1. Thanks Brother Haymond! I know I was one of those people who asked this question, and I’m grateful for the reply you gave me. I look forward to your thoughts.

  2. Steve

    “It strikes us differently than anything else we have participated in, and for good reason. The temple experience does not belong to this world…”

    I think this is one of the most important things that people should understand about the temple. You SHOULD feel as though you are stepping into something foreign, the temple should NEVER feel like anything of the world. You’re in the Lord’s house, not a movie theater!

    One of my personal observations on symbolism in particular is the connection between symbolism and revelation. I think that the level of symbolism used anywhere is directly connected to the level of revelation required to understand the teaching. The immersive, highly symbolic environment of the temple indicates to me that there is a high level of revelatory teaching meant to happen there. The temples are, in a way, monuments to revelation, the whole environment and experience being designed by God to draw us into direct communication with him. I think it can be fairly easy to describe and understand the purpose of the temple, the challenge is to use it’s many different applications properly and effectively in our lives.
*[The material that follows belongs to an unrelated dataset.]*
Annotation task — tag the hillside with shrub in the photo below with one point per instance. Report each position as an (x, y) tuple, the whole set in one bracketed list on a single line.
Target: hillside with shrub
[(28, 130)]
    We have to learn how the Spirit teaches through symbols, then the temple can become a great urim and thummim to us. I think if you can wrap your mind around the fact that EVERYthing in the temple is symbolic and that you understand that you’re starting a journey into a new way of learning that will take you places that you have never dreamed, then your first trip to the temple can be what it should: A journey of awe and an appreciation of the majesty and glory of God.